On Friday, Kelly Matsko, the player’s mother, contacted the Centre Daily Times to defend the work of the trainers.

“It was our decision to take our son to the hospital,” she said. “We consulted with a trainer, and the trainer we consulted with was from Philipsburg, not Tyrone.”

Kelly Matsko said her son has a rib cartilage injury but is cleared to play in Friday’s game against Chestnut Ridge.

“I have no complaints whatsoever with what happened last week,” she said.

Board member Todd Jeffries said that the situation is being blown out of proportion because of the Mounties’ win-loss record. After being winless last season, the team is 1-3 so far this year.

“I can tell you why this is coming up. It’s because they’re losing,” said Jeffries, who added that any problems with the response to Matsko’s injuries Friday are being misplaced. “That falls on Tyrone.”

Jeffries also said that the number of injuries is being exaggerated. Verbeck claimed that several players were sidelined at the game, but Jeffries said it was two and that it was a reasonable number for a football team.

Overall, however, Verbeck wants to know about numbers, too.

“Do we have a viable football team to put on the field?” Verbeck asked.

P-O began preseason drills with 38 players.

When contacted after practice Thursday, Vroman countered that his Mounties are experiencing the same ups and downs of any football team. While he admits that most of the teams they play are a little bigger, he says his 32 players are not the fewest he has coached in his 23 years on the field. In fact, one of his best teams, the 2007 squad, was one of the smallest, with just 28 boys in uniform.

“As far as injuries, Curtis Matsko is fine. He will be playing this week,” Vroman said. “He caught a cleat on a tackle. There’s not much you can do about that.”

Vroman said his coaches take injuries seriously and do their best to prevent them. The defensive players use knee braces as a precautionary measure. There are special hard-capped chin pads. They take extraordinary steps to prevent concussions, and Vroman said there have been none so far in practice or play this year. The team follows a chocolate milk regimen after practices because of research that shows the beverage beats out energy drinks to help with post-exercise recovery, Vroman said.
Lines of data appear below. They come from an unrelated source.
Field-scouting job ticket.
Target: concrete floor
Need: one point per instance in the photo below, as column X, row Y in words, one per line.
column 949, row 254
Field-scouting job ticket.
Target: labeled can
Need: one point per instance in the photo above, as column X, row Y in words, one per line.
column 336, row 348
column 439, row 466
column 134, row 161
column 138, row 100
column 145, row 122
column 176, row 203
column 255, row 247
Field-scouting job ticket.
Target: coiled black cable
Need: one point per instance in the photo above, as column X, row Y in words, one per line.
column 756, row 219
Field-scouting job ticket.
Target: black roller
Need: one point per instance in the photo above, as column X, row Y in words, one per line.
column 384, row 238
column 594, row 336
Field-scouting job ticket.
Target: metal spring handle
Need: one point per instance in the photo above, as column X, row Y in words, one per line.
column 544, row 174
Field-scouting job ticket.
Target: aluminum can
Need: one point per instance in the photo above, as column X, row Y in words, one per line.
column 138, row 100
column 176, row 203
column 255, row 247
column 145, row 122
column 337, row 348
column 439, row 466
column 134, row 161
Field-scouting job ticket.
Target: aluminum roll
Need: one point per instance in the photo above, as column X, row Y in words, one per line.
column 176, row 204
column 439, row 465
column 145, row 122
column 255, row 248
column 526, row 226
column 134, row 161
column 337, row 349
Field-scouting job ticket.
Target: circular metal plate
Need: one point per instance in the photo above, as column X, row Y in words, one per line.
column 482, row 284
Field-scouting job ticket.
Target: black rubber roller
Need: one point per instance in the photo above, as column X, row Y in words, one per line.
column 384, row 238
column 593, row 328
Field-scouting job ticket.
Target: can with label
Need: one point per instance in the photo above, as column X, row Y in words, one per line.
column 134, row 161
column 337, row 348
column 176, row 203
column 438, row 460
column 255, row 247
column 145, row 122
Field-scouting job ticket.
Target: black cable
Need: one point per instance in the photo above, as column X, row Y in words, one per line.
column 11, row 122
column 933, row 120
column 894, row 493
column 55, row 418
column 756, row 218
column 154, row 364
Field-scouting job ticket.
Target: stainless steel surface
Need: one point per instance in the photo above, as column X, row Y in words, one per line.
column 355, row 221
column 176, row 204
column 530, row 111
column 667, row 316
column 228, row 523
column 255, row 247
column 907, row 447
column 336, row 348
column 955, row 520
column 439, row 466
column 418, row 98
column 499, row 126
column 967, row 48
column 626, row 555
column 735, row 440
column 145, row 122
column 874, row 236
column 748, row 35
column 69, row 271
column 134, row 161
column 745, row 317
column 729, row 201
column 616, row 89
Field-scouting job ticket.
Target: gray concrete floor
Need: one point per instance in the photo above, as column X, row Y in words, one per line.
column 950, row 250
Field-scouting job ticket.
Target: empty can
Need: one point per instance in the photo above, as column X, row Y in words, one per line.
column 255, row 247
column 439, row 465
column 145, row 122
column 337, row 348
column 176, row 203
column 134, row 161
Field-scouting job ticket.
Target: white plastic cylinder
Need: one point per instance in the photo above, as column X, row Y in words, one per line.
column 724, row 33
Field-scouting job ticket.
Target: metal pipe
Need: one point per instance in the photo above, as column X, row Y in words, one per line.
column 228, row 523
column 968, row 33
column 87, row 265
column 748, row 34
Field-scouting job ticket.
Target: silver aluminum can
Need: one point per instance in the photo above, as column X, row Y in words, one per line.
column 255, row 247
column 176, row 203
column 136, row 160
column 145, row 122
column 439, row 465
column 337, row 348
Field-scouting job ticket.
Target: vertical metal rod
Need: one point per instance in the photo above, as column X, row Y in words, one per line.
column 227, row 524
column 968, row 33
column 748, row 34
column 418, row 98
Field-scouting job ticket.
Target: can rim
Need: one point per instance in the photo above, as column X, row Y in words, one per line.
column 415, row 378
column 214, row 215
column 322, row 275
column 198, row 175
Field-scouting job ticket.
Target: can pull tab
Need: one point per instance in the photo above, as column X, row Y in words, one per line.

Verbeck said he knew of other schools that had forfeited games and wondered whether that was something for P-O to consider.

Somerset County’s Rockwood High School dropped its program just before the start of the 2013 season, citing low participation numbers and safety concerns.

Cambria County’s Ferndale High School this week announced that it will forfeit Saturday’s game against Meyersdale because of declining numbers. Ferndale’s game last weekend against Shade was halted at halftime because Ferndale was down to 11 players after numerous injuries, including several concussions, according to reports from The Tribune-Democrat of Johnstown.

P-O Superintendent Gregg Paladina declined to arrange the requested executive session. Instead, he said he will meet with Vroman and Athletic Director Lee Fisher to discuss Verbeck’s concerns and report back to the board.

“If you’re not satisfied with those results, then we can have a meeting,” he said.

After the 2012 football season, members of the football team attended a school board meeting to beg for their coach’s job, taking responsibility for the winless record themselves.